De acordo com o Guardian, várias agências governamentais britânicas começaram a utilizar a inteligência artificial para impactar significativamente a vida quotidiana das pessoas comuns. A tecnologia desempenha agora um papel numa variedade de procedimentos, desde prisões e licenças de casamento até pagamentos de assistência social.

Mesmo antes de a inteligência artificial se tornar uma tendência amplamente discutida, o uso de sistemas de reconhecimento facial pela polícia já era controverso. Os críticos há muito alertam sobre suas possíveis imprecisões, especialmente ao analisar indivíduos de pele mais escura. Esta imprecisão levou até mesmo a detenções injustas no passado. Apesar de estar ciente destas deficiências, a Polícia Metropolitana de Londres continua a utilizar o reconhecimento facial e a fazer modificações que podem prejudicar a tecnologia.

O Laboratório Nacional de Física do Reino Unido disse que o sistema geralmente mantém baixas taxas de erro nas configurações padrão. No entanto, se a Polícia Metropolitana reduzisse a sua sensibilidade para identificar suspeitos mais rapidamente, isso levaria a mais alarmes falsos. Como resultado, o sistema torna-se menos preciso para os negros, sendo cinco vezes menos preciso do que para os brancos.

Além disso, as ferramentas baseadas em IA utilizadas pelos governos para aprovar benefícios e licenças de casamento mostraram uma tendência para discriminar requerentes de determinados países. Um deputado destacou os muitos casos nos últimos anos em que os benefícios foram inexplicavelmente suspensos, deixando indivíduos à beira do despejo e da pobreza extrema. A questão subjacente suspeita é o sistema do Departamento de Trabalho e Pensões (DWP) para detectar fraudes em benefícios, que se baseia em parte na inteligência artificial.

Mesmo sem provas substanciais de fraude, a ferramenta sinalizou desproporcionalmente os cidadãos búlgaros.
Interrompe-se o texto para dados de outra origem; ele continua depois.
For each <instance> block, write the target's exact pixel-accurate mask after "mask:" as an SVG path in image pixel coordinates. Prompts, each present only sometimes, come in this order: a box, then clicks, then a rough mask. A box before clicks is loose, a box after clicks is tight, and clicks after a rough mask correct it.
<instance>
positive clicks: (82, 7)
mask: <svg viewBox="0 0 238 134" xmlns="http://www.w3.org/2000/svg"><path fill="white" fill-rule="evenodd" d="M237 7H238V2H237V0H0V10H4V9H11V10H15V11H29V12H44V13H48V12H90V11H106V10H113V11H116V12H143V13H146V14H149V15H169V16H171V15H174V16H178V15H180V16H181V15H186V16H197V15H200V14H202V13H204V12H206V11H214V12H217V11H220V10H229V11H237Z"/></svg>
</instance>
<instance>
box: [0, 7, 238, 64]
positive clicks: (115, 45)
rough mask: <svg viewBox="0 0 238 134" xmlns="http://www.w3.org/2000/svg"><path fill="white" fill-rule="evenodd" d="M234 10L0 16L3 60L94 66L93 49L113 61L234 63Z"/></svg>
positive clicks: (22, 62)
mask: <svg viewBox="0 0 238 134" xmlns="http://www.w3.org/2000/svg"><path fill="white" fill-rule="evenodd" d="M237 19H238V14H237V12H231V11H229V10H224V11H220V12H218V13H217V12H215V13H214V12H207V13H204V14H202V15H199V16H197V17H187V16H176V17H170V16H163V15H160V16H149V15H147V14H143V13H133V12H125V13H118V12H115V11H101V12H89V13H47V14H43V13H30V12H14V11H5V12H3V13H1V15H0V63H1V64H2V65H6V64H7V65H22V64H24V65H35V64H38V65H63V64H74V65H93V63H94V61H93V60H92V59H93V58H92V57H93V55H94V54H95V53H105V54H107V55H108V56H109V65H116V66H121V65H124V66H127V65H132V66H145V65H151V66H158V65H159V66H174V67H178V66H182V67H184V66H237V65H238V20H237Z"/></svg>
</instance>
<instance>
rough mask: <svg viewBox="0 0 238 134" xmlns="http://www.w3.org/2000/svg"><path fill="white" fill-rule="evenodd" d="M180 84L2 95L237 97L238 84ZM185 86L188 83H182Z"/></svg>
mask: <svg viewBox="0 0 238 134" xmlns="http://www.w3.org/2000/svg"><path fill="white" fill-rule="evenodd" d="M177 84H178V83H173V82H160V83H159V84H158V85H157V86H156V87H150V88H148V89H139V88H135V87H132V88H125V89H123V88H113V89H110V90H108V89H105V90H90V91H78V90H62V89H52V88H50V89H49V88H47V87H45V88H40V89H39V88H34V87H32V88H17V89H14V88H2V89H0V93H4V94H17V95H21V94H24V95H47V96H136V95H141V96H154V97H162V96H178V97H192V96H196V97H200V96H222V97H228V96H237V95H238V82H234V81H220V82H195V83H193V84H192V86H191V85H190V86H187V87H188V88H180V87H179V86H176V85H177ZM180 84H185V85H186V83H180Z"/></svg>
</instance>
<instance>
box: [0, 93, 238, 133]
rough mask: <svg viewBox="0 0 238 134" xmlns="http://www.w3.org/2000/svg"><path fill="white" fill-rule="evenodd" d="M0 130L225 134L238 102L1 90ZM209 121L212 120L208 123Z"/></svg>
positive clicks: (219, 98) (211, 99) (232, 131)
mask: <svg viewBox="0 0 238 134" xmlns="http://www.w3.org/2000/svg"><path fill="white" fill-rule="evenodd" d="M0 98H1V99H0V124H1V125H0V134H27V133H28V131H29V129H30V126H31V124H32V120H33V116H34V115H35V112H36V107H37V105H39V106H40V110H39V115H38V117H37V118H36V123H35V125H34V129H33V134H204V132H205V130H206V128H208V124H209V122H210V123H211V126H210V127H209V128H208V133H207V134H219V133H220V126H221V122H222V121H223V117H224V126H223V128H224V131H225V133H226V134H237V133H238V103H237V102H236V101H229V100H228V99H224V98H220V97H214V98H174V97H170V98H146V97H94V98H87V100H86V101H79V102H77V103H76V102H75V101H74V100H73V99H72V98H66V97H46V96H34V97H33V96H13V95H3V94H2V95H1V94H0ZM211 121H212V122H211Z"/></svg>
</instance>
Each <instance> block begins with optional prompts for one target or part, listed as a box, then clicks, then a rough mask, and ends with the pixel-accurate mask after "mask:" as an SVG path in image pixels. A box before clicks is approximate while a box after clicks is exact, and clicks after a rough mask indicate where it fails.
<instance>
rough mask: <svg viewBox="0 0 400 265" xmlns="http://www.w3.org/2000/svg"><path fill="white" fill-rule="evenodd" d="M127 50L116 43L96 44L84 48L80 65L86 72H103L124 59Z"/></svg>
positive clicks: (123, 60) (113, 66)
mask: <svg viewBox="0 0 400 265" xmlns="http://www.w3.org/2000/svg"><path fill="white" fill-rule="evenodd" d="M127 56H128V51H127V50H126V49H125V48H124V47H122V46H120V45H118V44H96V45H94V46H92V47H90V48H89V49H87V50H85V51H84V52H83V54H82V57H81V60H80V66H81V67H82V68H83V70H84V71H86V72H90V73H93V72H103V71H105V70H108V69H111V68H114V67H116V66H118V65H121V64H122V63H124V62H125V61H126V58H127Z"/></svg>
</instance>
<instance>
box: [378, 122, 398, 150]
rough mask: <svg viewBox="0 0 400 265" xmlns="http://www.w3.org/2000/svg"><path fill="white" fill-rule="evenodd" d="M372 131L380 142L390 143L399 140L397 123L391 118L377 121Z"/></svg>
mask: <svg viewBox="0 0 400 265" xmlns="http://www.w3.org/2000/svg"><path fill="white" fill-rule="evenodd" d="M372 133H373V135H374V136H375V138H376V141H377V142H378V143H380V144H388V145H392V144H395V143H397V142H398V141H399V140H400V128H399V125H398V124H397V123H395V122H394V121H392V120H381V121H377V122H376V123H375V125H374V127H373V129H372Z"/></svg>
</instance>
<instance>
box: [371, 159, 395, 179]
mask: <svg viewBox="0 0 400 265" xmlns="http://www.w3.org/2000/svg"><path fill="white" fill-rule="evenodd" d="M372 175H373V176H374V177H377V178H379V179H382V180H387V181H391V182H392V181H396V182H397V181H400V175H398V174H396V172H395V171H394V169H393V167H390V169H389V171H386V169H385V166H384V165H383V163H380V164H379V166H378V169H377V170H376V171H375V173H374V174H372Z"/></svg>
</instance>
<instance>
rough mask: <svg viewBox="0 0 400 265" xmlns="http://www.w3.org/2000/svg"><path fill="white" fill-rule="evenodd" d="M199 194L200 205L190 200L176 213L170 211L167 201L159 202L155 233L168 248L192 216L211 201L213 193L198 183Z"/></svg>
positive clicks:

O DWP insiste que o sistema não leva em conta a nacionalidade. No entanto, admitem não compreender totalmente o funcionamento interno da IA, compreendendo que os sistemas têm uma capacidade limitada de controlar preconceitos e preocupando-se com a possibilidade de maus intervenientes manipularem o sistema.

Da mesma forma, o Ministério do Interior enfrenta o desafio de uma ferramenta baseada em IA concebida para identificar casamentos falsos. Embora o sistema tenha simplificado o processo de aprovação da licença de casamento, uma análise interna encontrou um grande número de falsos positivos, especialmente para requerentes da Grécia, Albânia, Bulgária e Roménia.

Pode haver outros descuidos na implantação da IA ​​pelo governo, mas é difícil identificá-los sem dados transparentes dos departamentos relevantes.

Os mal-entendidos sobre as limitações da inteligência artificial causaram graves incidentes em outras agências governamentais e legais. No início deste ano, um advogado dos EUA tentou usar o ChatGPT para citar casos apresentados em tribunais federais, apenas para descobrir que todos eles haviam sido fabricados pelo chatbot. Estes casos demonstram cada vez mais que os riscos reais da IA ​​podem resultar mais da utilização indevida pelos seres humanos do que da própria tecnologia.